Sansar Chand, notorious wildlife poacher, dead 

Notorious wildlife poacher Sansar Chand died of cancer at a hospital here on Tuesday, a doctor said. Sansar Chand, who was undergoing trial on charges of killing several tigers in Rajasthan's Sariska Tiger Reserve, was admitted to the Sawai Man Singh Hospital here few days ago, a doctor told IANS.  Resident of New Delhi, he is believed to be India's biggest wildlife criminal who has been responsible for more tiger and leopard deaths than anyone else. Sansar Chand was undergoing trial in connection with poaching of tigers at Sariska in Alwar district, some 150km from Jaipur. It was alleged that he was one of the smugglers responsible for disappearance of all the tigers from Sariska Tiger Resrve in 2005.  "He was lodged in the Alwar Central Jail and was brought to SMS Hospital last week. Tumours were detected in his lungs, brain and spinal cord. The cancer was in the last stage.

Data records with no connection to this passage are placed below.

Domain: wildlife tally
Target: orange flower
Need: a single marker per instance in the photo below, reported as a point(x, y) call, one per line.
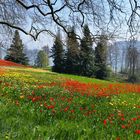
point(137, 132)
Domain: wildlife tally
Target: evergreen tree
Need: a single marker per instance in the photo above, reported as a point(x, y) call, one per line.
point(86, 54)
point(101, 71)
point(58, 55)
point(15, 52)
point(72, 55)
point(42, 59)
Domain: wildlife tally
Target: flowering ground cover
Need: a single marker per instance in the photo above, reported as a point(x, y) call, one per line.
point(40, 105)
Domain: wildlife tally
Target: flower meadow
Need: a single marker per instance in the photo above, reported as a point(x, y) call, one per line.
point(41, 105)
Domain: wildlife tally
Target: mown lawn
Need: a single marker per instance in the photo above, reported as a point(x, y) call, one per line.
point(40, 105)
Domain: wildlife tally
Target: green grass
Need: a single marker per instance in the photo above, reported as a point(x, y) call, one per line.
point(30, 111)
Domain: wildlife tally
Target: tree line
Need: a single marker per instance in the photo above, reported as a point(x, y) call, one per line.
point(79, 57)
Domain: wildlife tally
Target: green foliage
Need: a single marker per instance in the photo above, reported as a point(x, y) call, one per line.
point(42, 59)
point(58, 55)
point(72, 54)
point(86, 54)
point(15, 52)
point(101, 70)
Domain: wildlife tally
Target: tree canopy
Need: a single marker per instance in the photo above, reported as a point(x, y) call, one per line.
point(30, 16)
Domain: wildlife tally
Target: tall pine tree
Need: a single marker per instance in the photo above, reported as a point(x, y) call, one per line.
point(72, 55)
point(58, 54)
point(15, 52)
point(101, 71)
point(42, 59)
point(86, 54)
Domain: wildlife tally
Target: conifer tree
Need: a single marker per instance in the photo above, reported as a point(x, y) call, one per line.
point(15, 52)
point(101, 71)
point(42, 59)
point(86, 53)
point(72, 55)
point(58, 55)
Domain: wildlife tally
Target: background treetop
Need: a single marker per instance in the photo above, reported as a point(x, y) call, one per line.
point(36, 16)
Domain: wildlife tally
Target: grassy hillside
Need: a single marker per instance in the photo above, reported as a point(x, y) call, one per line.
point(41, 105)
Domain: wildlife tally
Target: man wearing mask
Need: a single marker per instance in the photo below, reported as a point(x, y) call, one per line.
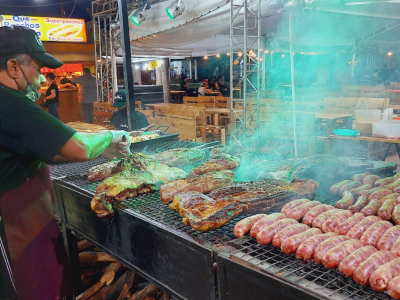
point(33, 262)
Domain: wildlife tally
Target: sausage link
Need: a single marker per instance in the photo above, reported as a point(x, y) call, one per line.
point(287, 232)
point(357, 231)
point(293, 204)
point(361, 202)
point(386, 209)
point(366, 268)
point(314, 212)
point(267, 234)
point(317, 223)
point(332, 222)
point(350, 263)
point(334, 256)
point(326, 245)
point(373, 233)
point(346, 201)
point(306, 249)
point(345, 226)
point(334, 189)
point(264, 222)
point(243, 226)
point(291, 244)
point(388, 238)
point(381, 276)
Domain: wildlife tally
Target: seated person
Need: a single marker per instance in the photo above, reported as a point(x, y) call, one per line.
point(120, 117)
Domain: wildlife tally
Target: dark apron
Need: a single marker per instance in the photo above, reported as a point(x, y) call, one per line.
point(38, 257)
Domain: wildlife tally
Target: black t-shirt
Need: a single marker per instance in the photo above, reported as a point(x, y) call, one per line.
point(28, 137)
point(120, 119)
point(52, 86)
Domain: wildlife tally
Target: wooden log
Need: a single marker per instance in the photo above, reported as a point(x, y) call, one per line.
point(148, 291)
point(130, 278)
point(106, 279)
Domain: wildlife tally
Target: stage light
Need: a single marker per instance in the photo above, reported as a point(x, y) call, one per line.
point(175, 9)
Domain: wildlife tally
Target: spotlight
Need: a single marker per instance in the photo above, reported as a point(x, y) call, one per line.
point(140, 15)
point(175, 9)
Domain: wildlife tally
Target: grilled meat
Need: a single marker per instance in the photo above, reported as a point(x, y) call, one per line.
point(203, 184)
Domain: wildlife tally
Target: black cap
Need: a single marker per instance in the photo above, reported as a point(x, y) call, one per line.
point(22, 40)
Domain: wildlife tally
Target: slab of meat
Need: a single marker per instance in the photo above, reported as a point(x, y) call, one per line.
point(366, 268)
point(243, 226)
point(350, 263)
point(306, 249)
point(293, 204)
point(287, 232)
point(181, 157)
point(314, 212)
point(388, 238)
point(326, 245)
point(222, 162)
point(203, 184)
point(345, 226)
point(357, 230)
point(291, 244)
point(335, 220)
point(382, 275)
point(298, 212)
point(373, 233)
point(267, 234)
point(334, 256)
point(264, 222)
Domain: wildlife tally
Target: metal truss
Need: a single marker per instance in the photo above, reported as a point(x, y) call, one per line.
point(245, 79)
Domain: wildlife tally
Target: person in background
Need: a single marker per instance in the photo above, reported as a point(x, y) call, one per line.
point(31, 244)
point(66, 82)
point(120, 117)
point(51, 98)
point(87, 94)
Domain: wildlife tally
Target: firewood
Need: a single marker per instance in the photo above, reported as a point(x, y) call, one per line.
point(106, 279)
point(145, 293)
point(83, 245)
point(130, 278)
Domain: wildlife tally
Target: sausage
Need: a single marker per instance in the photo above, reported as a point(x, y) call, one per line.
point(264, 222)
point(386, 209)
point(306, 249)
point(314, 212)
point(243, 226)
point(345, 226)
point(350, 263)
point(372, 207)
point(346, 201)
point(298, 212)
point(366, 268)
point(334, 189)
point(317, 223)
point(382, 275)
point(361, 202)
point(291, 244)
point(293, 204)
point(288, 232)
point(373, 233)
point(334, 256)
point(326, 245)
point(370, 179)
point(384, 181)
point(267, 234)
point(360, 177)
point(388, 238)
point(357, 231)
point(393, 288)
point(356, 192)
point(332, 222)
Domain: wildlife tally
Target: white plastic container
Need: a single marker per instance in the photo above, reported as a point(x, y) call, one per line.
point(387, 129)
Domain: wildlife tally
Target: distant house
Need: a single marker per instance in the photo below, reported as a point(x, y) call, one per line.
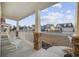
point(65, 27)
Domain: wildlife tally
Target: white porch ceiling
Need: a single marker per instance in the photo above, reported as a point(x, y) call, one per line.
point(19, 10)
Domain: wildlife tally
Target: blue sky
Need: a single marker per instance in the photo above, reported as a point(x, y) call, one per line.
point(59, 13)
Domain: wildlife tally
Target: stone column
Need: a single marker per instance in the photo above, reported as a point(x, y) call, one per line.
point(77, 22)
point(37, 34)
point(17, 29)
point(75, 40)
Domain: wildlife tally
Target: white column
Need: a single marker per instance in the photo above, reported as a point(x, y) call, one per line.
point(77, 20)
point(17, 26)
point(37, 21)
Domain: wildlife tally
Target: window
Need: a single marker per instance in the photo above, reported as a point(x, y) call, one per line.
point(59, 15)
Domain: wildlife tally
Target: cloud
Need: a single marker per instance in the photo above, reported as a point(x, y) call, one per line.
point(68, 11)
point(45, 10)
point(58, 5)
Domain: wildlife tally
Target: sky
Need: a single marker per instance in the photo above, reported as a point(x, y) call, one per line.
point(59, 13)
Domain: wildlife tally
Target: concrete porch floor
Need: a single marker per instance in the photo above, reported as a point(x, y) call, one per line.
point(25, 48)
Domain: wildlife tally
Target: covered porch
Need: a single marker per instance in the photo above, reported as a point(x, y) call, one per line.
point(29, 44)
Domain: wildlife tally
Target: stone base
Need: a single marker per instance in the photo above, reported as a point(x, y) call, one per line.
point(37, 41)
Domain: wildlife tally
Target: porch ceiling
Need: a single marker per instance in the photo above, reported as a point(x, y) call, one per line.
point(19, 10)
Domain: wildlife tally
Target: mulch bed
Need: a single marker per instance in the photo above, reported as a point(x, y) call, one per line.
point(46, 45)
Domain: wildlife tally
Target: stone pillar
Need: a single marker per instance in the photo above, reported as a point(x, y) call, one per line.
point(75, 40)
point(77, 22)
point(37, 34)
point(17, 29)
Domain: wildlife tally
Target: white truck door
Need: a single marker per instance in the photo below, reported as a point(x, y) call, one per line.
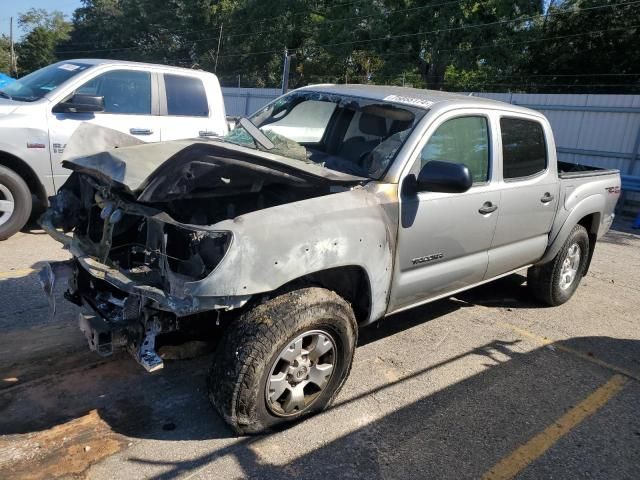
point(529, 190)
point(130, 106)
point(184, 108)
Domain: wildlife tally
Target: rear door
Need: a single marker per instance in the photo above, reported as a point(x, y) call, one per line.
point(130, 106)
point(529, 194)
point(444, 238)
point(184, 107)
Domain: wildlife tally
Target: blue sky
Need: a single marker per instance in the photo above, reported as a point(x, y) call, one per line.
point(15, 8)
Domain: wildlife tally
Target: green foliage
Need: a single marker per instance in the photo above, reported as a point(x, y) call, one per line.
point(454, 44)
point(5, 54)
point(46, 32)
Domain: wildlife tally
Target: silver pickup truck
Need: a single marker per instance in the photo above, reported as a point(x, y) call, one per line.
point(327, 210)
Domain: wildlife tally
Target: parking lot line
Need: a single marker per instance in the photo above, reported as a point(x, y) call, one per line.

Before being shifted to SMS, he was undergoing treatment at AIIMS in Delhi. He died while undergoing treatment today (Tuesday)," said the doctor. The district and sessions court in Alwar had rejected his bail application filed by his lawyers on the ground that he was terminally ill and suffering from cancer.  "However, the court had directed the court of additional chief judicial magistrate to hear the case on the daily basis to dispose of the case as soon as possible, since the accused is terminally ill," said his lawyer Ashok Sharma.  Diaries seized from Sansar Chand's family by the Rajasthan Police in 2004 allegedly showed transactions of 40 tiger skins and 400 leopard skins, in a period of just 11 months from October 2003 to September 2004.  During interrogation by the CBI in 2006, Sansar Chand apparently admitted to selling 470 tiger skins and 2,130 leopard skins to just four clients from Nepal and Tibet.